Reticulocyte count is a crucial diagnostic marker used by clinicians and researchers to gain insights into various hematological conditions, such as anemia, hemolysis (the premature destruction of red blood cells), and blood loss.
By studying reticulocyte dynamics, researchers can optimize their research protocols and enhance the reproducibility of their work.
The TNT Coupled Reticulocyte Lysate System and the Rabbit Reticulocyte Lysate System are commonly used in vitro translation systems that harness the protein synthesis capabilities of reticulocytes.
These systems, along with the TNT T7 Coupled Reticulocyte Lysate System, Flexi Rabbit Reticulocyte Lysate System, and the Luciferase Assay System, provide researchers with versatile tools to study gene expression, protein synthesis, and other cellular processes.
The incorporation of [35S]-methionine, a radioactive amino acid, into the proteins synthesized by these reticulocyte-based systems allows for the detection and quantification of newly translated proteins.

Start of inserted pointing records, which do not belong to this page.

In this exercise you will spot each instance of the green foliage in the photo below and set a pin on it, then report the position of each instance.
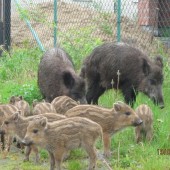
(18, 74)
(44, 154)
(75, 165)
(78, 44)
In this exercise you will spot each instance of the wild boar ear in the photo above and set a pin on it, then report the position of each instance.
(117, 106)
(34, 103)
(21, 97)
(146, 67)
(1, 113)
(12, 99)
(68, 79)
(159, 61)
(15, 116)
(43, 122)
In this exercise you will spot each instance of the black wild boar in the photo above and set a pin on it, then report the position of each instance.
(57, 77)
(128, 68)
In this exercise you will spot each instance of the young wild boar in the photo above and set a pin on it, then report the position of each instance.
(63, 103)
(64, 135)
(16, 125)
(111, 120)
(42, 107)
(128, 68)
(21, 104)
(5, 110)
(146, 128)
(57, 77)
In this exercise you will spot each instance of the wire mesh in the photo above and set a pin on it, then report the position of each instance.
(144, 23)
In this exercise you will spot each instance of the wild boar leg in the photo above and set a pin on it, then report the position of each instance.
(59, 157)
(52, 161)
(106, 142)
(138, 135)
(3, 141)
(9, 142)
(27, 153)
(92, 156)
(35, 149)
(149, 135)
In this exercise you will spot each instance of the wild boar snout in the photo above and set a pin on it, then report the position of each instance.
(137, 122)
(83, 101)
(26, 141)
(2, 131)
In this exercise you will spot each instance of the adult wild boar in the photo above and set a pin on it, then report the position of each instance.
(57, 77)
(128, 68)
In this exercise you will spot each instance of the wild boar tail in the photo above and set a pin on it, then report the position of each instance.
(83, 72)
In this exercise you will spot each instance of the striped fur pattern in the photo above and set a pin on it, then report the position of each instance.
(145, 130)
(63, 103)
(61, 136)
(42, 107)
(111, 120)
(16, 125)
(21, 104)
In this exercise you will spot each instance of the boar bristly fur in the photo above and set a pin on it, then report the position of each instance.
(16, 125)
(21, 104)
(63, 103)
(121, 66)
(64, 135)
(111, 120)
(145, 130)
(57, 77)
(42, 107)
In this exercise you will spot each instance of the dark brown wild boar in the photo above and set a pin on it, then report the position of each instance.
(111, 120)
(21, 104)
(64, 135)
(42, 107)
(57, 77)
(63, 103)
(128, 68)
(146, 128)
(16, 125)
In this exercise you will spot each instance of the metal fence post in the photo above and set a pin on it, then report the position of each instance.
(118, 20)
(7, 23)
(55, 23)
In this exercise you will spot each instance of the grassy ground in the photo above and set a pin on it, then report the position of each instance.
(18, 76)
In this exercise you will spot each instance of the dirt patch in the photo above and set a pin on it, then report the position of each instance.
(73, 16)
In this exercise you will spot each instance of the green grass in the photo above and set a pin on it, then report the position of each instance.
(18, 76)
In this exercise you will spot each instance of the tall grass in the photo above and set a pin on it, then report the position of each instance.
(18, 76)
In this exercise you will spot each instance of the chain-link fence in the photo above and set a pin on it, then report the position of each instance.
(5, 14)
(143, 23)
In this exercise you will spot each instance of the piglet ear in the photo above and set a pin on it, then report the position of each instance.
(21, 97)
(68, 79)
(146, 67)
(117, 106)
(34, 103)
(43, 122)
(15, 116)
(12, 100)
(159, 61)
(1, 113)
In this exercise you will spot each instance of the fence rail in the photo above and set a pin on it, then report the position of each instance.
(143, 23)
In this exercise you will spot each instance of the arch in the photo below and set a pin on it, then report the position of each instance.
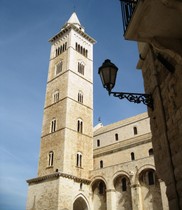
(132, 156)
(79, 126)
(144, 167)
(97, 179)
(135, 130)
(120, 173)
(150, 188)
(116, 137)
(99, 194)
(122, 192)
(151, 152)
(80, 203)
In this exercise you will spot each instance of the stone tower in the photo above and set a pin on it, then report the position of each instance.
(66, 153)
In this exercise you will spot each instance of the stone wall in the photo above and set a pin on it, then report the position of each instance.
(162, 73)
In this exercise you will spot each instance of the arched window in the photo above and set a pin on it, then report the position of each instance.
(116, 137)
(58, 68)
(80, 126)
(135, 131)
(86, 53)
(56, 96)
(79, 160)
(101, 188)
(81, 184)
(98, 143)
(53, 126)
(80, 97)
(51, 158)
(124, 185)
(81, 68)
(151, 152)
(151, 177)
(132, 156)
(101, 164)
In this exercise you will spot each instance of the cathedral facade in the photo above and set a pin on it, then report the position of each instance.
(81, 168)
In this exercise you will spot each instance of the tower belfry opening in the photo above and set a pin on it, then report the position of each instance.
(81, 168)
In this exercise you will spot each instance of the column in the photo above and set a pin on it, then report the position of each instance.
(136, 197)
(111, 200)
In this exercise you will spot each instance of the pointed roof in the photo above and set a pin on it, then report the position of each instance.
(73, 23)
(74, 19)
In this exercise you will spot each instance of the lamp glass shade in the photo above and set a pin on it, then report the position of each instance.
(108, 73)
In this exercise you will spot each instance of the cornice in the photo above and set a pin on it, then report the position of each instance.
(56, 175)
(68, 28)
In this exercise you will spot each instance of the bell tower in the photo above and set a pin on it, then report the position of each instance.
(66, 153)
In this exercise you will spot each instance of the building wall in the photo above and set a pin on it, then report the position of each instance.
(163, 80)
(117, 163)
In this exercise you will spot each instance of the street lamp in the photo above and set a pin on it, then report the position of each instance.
(108, 73)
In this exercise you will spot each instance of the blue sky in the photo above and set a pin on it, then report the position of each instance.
(26, 26)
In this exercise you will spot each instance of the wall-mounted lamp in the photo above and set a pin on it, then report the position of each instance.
(108, 73)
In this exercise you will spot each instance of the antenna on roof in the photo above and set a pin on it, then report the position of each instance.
(99, 119)
(74, 6)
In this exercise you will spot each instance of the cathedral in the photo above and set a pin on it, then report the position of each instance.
(84, 168)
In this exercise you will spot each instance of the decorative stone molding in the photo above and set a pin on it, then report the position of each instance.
(173, 4)
(56, 176)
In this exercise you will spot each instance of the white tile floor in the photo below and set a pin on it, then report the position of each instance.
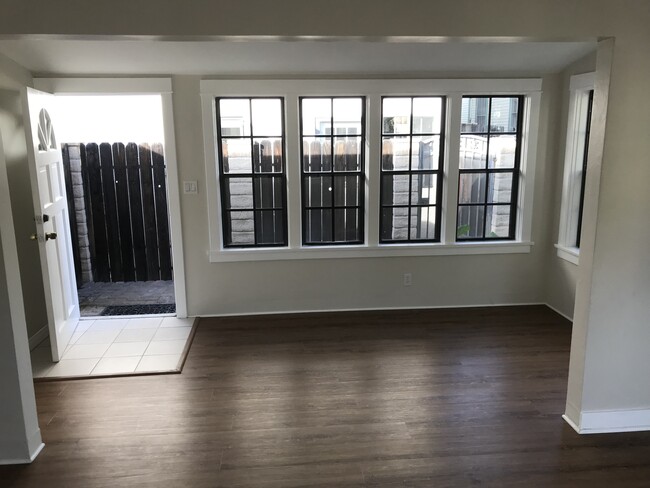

The TNT Quick Coupled Transcription/Translation System and the Retic-COUNT assay further expand the capabilities of reticulocyte-based research, enabling efficient and streamlined analysis of gene expression and cell viability.
By leveraging the insights gained from the understanding of reticulocytes and the available research tools, scientists can optimize their protocols, enhance reproducibility, and gain valuable insights into hematological conditions and cellular processes.